Secretary of the Department of Economic Affairs (DEA) Subhash Chandra Garg on Friday termed Standard & Poor's (S&P) rating of India's debt profile as "reasonable", adding that the report was "cautious" this year.
"From the ratings, it looks like S&P is fairly convinced with the economy. While both S&P and Moody's considered investment grading as the crux of the rating, the latter's report was more favourable. We hope that S&P in its next report will be more favourable than cautious," he said while addressing a press conference here today.
Further, he said while Ease of Doing Business and other economic reforms can be a positive influence on the ratings, they cannot be a primary influencer. Garg also claimed that the second quarter results which are expected at the end of the month will witness growth compared to that of the first quarter.

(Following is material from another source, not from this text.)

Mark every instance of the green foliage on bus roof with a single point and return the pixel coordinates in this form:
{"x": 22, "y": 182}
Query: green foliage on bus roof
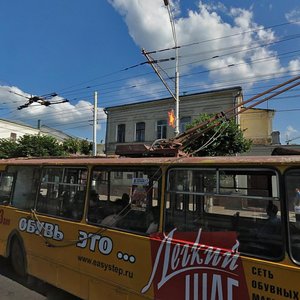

"One of the main problems is the debt to GDP ratio. However, over the years, it has been kept under control by reducing fiscal deficit. Our medium and long term plans are clear. We provide the two agencies information as and when required," said Garg.
Earlier, financial services company S&P Global Ratings retained its outlook on India as stable, and kept the rating unchanged at BBB-.
While the agency retained its rating on India, it also lauded the Modi-led government's fiscal consolidation drive under which multiple reforms have been undertaken towards the path of a favourable economy.
The report noted that despite two quarters of weaker-than expected growth, India's economy will grow robustly in 2018-20, and foreign exchange reserves will continue to rise. F
Further, it stated that over the next two years, growth will remain strong; India will maintain its sound external accounts position and fiscal deficits will remain broadly in line with the expectations.